J Hypertens Suppl. 1988 Dec;6(4):S44-6.
The circadian blood pressure rhythm was compared between patients with Cushing's syndrome and those with essential hypertension or primary aldosteronism. In patients with essential hypertension or primary aldosteronism, clear nocturnal falls in systolic and diastolic blood pressure and the heart rate were observed. In contrast, in patients with Cushing's syndrome there was no nocturnal fall in blood pressure, and even a rise in some cases. In all cases with Cushing's syndrome, there was a nocturnal fall in the heart rate. Exogenous glucocorticoid abolished a nocturnal fall of blood pressure in patients with chronic glomerulonephritis or systemic lupus erythematosus, but did not affect nocturnal falls in the heart rate.
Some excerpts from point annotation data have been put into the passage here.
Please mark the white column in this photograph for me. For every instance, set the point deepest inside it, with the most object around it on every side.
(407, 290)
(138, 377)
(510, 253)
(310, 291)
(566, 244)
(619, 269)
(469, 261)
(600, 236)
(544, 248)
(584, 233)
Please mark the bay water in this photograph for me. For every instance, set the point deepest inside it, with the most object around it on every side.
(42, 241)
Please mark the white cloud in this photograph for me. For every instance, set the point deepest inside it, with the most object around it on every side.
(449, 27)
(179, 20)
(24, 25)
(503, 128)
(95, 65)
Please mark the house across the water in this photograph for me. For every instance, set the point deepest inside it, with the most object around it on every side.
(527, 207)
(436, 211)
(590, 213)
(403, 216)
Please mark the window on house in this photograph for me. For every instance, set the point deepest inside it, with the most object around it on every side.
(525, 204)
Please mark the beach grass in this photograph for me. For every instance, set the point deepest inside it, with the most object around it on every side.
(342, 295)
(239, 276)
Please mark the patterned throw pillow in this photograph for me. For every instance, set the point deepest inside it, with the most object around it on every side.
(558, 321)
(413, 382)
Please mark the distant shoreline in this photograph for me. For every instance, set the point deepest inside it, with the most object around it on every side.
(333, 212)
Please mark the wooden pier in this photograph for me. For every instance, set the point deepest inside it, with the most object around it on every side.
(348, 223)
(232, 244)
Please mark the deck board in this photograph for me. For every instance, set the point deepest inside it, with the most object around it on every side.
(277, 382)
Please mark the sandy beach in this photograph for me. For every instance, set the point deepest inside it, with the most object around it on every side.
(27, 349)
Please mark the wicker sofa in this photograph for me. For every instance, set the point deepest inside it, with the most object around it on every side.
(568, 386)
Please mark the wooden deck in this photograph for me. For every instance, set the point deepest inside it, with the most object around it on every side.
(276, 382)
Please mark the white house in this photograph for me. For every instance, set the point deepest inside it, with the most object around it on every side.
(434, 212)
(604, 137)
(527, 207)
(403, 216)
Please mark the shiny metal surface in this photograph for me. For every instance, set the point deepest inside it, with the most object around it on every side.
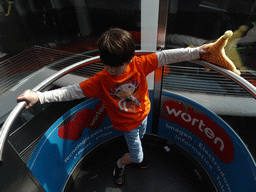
(161, 34)
(236, 78)
(4, 132)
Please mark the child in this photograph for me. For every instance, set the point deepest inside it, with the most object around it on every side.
(122, 86)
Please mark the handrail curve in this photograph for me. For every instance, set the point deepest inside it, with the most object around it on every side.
(4, 132)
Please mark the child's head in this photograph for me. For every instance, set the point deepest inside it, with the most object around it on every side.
(116, 47)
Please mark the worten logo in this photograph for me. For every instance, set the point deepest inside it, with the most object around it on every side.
(203, 127)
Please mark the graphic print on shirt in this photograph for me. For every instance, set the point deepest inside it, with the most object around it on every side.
(125, 92)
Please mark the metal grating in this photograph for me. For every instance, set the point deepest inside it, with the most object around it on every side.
(27, 62)
(194, 79)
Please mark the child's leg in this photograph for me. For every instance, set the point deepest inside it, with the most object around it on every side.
(133, 139)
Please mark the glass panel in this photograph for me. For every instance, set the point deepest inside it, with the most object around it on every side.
(193, 23)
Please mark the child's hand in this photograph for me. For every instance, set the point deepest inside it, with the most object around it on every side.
(30, 97)
(202, 50)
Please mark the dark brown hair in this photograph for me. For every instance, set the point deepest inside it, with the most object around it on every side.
(116, 47)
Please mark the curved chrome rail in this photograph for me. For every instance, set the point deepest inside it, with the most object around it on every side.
(4, 132)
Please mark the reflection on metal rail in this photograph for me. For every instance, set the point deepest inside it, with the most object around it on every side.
(4, 132)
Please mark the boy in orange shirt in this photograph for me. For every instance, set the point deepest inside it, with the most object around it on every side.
(122, 87)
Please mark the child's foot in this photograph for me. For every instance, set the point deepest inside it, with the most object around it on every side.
(118, 175)
(143, 165)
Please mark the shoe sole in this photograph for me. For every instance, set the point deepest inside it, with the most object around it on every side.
(114, 174)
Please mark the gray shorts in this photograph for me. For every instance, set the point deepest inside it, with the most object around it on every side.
(133, 140)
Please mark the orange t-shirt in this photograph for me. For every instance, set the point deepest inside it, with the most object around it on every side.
(126, 96)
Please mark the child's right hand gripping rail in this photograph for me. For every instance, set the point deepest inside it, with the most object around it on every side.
(216, 53)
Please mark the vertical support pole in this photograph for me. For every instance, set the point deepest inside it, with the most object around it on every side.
(161, 35)
(153, 31)
(149, 24)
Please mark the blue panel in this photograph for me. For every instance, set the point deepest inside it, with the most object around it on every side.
(67, 140)
(210, 140)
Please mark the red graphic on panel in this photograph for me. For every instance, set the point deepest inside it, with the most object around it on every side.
(203, 127)
(86, 118)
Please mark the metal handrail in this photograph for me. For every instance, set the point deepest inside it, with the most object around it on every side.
(4, 132)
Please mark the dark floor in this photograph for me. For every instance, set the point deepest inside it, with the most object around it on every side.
(169, 170)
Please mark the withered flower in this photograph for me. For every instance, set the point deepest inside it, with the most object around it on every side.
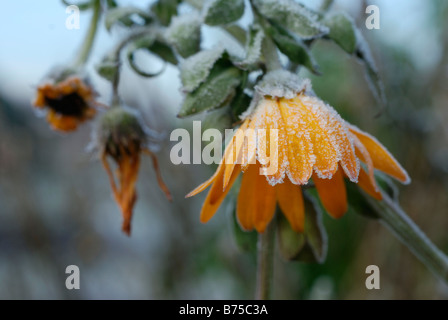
(122, 137)
(68, 98)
These results indicate that the normal circadian rhythm of blood pressure may be regulated, at least in part, by the hypothalamopituitary-adrenal system.
比较了库欣综合征患者与原发性高血压或原发性醛固酮增多症患者的昼夜血压节律。在原发性高血压或原发性醛固酮增多症患者中,观察到收缩压、舒张压和心率在夜间明显下降。相比之下,库欣综合征患者夜间血压没有下降,甚至在某些情况下还会升高。在所有库欣综合征病例中,心率在夜间下降。外源性糖皮质激素消除了慢性肾小球肾炎或系统性红斑狼疮患者夜间血压的下降,但不影响心率的夜间下降。这些结果表明,正常的昼夜血压节律可能至少部分受下丘脑 - 垂体 - 肾上腺系统调节。